Ideally my code would look something like this for the dynamic include:

class DynamicIncludeLambda implements Mustache.Lambda {
        private final Mustache.TemplateLoader templateLoader;
        private final Mustache.Compiler compiler;

        public DynamicIncludeLambda(Mustache.TemplateLoader templateLoader, Mustache.Compiler compiler) {
            this.templateLoader = templateLoader;
            this.compiler = compiler;
        }

        @Override
        public void execute(Template.Fragment frag, Writer out) throws IOException {
            Template template = getTemplate(frag.execute());
            template.executeWithContext(frag.getFullContext(), out);
        }

        private Template getTemplate(String templateName) {
            try (Reader templateReader = templateLoader.getTemplate(templateName)){
                return compiler.compile(templateReader);
            } catch (Exception e) {
                throw new MustacheException("Unable to load template: " + templateName, e);
            }
        }
    }

Ignore the poor naming :) There are probably better ways to pass the context. Maybe passing in the fragment itself.

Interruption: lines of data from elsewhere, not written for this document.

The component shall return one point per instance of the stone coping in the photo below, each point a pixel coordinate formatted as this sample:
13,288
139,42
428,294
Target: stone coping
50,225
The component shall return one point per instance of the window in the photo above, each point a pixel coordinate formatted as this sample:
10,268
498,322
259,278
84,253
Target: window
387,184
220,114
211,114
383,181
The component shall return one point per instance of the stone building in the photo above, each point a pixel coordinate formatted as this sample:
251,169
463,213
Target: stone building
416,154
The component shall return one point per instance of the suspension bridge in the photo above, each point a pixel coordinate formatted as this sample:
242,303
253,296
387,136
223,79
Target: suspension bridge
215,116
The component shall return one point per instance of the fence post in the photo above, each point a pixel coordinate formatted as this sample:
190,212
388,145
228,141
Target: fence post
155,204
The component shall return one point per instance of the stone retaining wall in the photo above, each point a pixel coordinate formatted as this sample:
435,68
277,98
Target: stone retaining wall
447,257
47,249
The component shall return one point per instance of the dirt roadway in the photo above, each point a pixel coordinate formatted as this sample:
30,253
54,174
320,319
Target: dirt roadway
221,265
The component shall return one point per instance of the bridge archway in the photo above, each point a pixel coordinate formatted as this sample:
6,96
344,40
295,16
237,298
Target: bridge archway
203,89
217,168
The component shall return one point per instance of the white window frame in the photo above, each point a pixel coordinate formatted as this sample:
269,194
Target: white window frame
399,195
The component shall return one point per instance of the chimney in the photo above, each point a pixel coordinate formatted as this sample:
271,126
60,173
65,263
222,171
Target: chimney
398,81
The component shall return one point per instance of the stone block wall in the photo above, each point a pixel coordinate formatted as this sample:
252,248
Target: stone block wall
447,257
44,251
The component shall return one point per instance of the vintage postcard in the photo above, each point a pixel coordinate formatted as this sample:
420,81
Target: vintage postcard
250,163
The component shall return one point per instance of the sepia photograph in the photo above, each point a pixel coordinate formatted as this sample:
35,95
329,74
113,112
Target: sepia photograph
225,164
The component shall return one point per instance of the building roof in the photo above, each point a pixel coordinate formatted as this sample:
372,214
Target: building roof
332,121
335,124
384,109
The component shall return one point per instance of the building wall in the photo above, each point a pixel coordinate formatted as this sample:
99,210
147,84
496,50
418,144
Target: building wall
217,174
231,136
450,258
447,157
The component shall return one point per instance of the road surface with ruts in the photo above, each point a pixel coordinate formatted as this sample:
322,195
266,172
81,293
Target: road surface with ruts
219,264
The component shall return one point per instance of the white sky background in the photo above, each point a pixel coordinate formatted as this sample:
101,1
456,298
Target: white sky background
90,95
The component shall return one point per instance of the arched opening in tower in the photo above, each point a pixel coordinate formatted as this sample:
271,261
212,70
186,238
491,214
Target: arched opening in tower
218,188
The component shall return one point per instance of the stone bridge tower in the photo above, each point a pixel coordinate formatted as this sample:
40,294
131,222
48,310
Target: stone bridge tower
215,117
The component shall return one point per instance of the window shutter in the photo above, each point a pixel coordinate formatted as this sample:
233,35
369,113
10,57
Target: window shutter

For the moment, I've proven the concept by using reflection to bypass the security constraints :)

samskivert commented 6 years ago

I think the cleanest way would be to have a method on Fragment that allows one to execute a template with the Fragment's context. So your Lambda execute method would look like:

Template template = getTemplate(frag.execute());
frag.executeTemplate(template, out);

The alternative, passing the fragment to the template would require the template to be able to reach inside the fragment and get its context which is a little bit messier. I think I'd rather do one of these two things than expose the Context object to client code and prevent that from ever changing in the future.

hookumsnivy commented 6 years ago

That will work for me. Thank you. I wasn't sure if you wanted to add something like that to Fragment as it seems weird to have a fragment execute a segment. Is there an upcoming release?

samskivert commented 6 years ago

I went ahead and shipped 1.14 today. It should be out to Maven Central in a few hours.

dawnofclarity commented 6 years ago

This is a v. useful change. I have a small library that emits "boilerplate" bootstrap html for the standard control types via a lambda, which I can now update to use mini-templates. This should reduce, possibly eliminate, the need for it to poke about in the context for data. Ty.